その刹那、今まで彼の機体が存在した宇宙空間にレーザー光線が駆け抜けていった。
「けっ、当たるものかよ」
 精悍な猛禽と化した同盟の撃墜王の機体が、哀れな獲物たちの群れへと飛び込んで行った。
――★――
「ソクディン提督。要塞主砲の射程圏外に出ました」
 フロントスクリーン上にイゼルローン要塞を中心にした同心円のグラフィックが表示される。
 青く塗られた範囲は、要塞の通常攻撃が届く圏内。それを覆いつくすようにオレンジ色の同心円が表示されている。通常攻撃の約五倍以上もあるエリアは、トゥールハンマーの有効射程圏内だ。
「よし! 卿らはよく耐えた。反乱軍の攻勢もここまでだ。調子づいた敵に逆撃をくれてやれ!」
「はっ!」
「恐らく敵は、進撃速度を落とすはずだ。逃げ上手で臆病者のヤン・ウェンリーは、トゥールハンマーをチラつかせていないと戦も出来ないだろうからな」
「確かに。奥の手があればこそ、奴の戦術も活かされるというものですな」
「うむ。だが、使えない要塞主砲などガラクタに過ぎないことを教えてやる」
「敵艦隊が艦載機を出した模様です」
「では、こちらもワルキューレを出せ! 制宙権を死守して、奴らをトゥールハンマーの射程圏内に封じ込めろ!」
――★――
 ポプラン少佐の薫陶の賜物か、ユリアン・ミンツを筆頭にした自由惑星同盟の新兵達が、三位一体攻撃で帝国軍の艦載機を次々と撃墜していった。
 艦首をエネルギーシールドに覆われて、敵艦からの艦砲射撃も弾き返す大型艦も懐に飛び込まれた艦載機のレーザー攻撃には、ほとほと手を焼く。
 ヤン・ウェンリーの一番弟子たるユリアン・ミンツ軍曹は、首から上しか価値が無いと揶揄される師匠に比べ、パイロットとしての素質も十二分だった。

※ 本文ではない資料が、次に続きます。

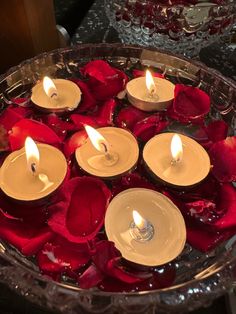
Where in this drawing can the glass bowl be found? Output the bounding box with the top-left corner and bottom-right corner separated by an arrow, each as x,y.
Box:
105,0 -> 236,56
0,44 -> 236,314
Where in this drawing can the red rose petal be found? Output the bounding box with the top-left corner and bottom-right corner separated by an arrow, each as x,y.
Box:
48,177 -> 111,243
71,79 -> 97,112
70,113 -> 98,130
214,183 -> 236,232
167,84 -> 210,123
81,60 -> 127,101
92,240 -> 121,273
187,225 -> 235,252
0,105 -> 31,131
193,120 -> 228,149
115,106 -> 148,131
9,119 -> 61,150
11,97 -> 30,107
133,70 -> 165,78
42,113 -> 76,141
209,136 -> 236,182
37,237 -> 90,272
0,212 -> 53,256
133,114 -> 169,142
0,191 -> 47,228
78,265 -> 104,289
63,130 -> 88,157
112,172 -> 156,196
206,120 -> 229,142
94,99 -> 118,127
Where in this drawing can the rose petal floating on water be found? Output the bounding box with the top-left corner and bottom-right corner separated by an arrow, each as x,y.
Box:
0,212 -> 53,256
48,177 -> 111,243
37,236 -> 90,273
81,60 -> 127,101
133,114 -> 169,142
71,79 -> 97,112
115,106 -> 149,131
209,136 -> 236,182
167,84 -> 210,123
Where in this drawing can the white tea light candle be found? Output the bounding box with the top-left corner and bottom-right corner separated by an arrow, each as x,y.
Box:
126,70 -> 175,111
143,133 -> 211,187
31,77 -> 81,113
0,138 -> 67,201
105,188 -> 186,266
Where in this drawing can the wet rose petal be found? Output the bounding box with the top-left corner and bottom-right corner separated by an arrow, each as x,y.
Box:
209,136 -> 236,182
81,60 -> 127,101
48,177 -> 111,243
42,113 -> 76,141
78,264 -> 104,289
167,84 -> 210,123
214,183 -> 236,230
115,106 -> 149,131
112,172 -> 156,196
133,114 -> 169,142
70,113 -> 98,130
9,119 -> 61,150
71,79 -> 97,112
193,120 -> 228,149
0,212 -> 53,256
187,225 -> 235,252
132,70 -> 165,78
63,130 -> 88,157
37,236 -> 90,272
0,105 -> 32,131
94,99 -> 118,127
0,191 -> 47,229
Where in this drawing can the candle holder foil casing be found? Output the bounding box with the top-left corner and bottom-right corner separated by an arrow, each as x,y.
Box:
0,44 -> 236,314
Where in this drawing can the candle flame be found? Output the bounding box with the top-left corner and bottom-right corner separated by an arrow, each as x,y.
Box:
43,76 -> 57,98
170,134 -> 183,162
85,125 -> 109,154
133,210 -> 147,230
146,70 -> 156,95
25,136 -> 39,173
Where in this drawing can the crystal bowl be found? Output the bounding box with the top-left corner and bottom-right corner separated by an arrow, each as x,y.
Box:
105,0 -> 236,56
0,44 -> 236,314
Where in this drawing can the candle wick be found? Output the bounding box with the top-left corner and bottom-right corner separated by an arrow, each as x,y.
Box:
101,143 -> 112,160
30,162 -> 36,175
50,92 -> 58,99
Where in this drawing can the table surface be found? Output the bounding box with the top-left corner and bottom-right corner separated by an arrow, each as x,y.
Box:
0,0 -> 236,314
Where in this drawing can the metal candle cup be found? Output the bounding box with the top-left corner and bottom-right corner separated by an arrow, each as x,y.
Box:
143,133 -> 211,188
105,188 -> 186,266
0,140 -> 67,202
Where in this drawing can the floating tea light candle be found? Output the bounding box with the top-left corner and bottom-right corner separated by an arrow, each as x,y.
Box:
126,70 -> 175,111
0,137 -> 67,201
31,76 -> 81,113
75,126 -> 139,178
105,188 -> 186,266
143,133 -> 211,187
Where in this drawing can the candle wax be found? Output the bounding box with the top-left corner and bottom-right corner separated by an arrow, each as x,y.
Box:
75,127 -> 139,178
126,77 -> 175,111
105,188 -> 186,266
143,133 -> 210,187
0,144 -> 67,201
31,79 -> 81,112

この戦いにおいても、すでに敵艦載機三機、軽巡洋艦を一機撃沈するという戦果を上げていた。
「第一飛行中隊ユリアン・ミンツ。燃料補給のため一時帰投します」
 ユリアンが愛機を宇宙空母へ向かって反転させた。
「お疲れ様。気をつけてね」
 ヘルメットのスピーカーに女性仕官の優しい声が流れる。
 メルカッツ提督の素早い戦況判断により、艦載機を先に繰り出した自由惑星同盟軍が、徐々に制宙権を支配しつつあった。
          「ちっ。艦隊運動だけでなく、パイロットの質までも敵に水をあけられるとは……」
 ソクディン提督が悔しそうに舌打ちをする。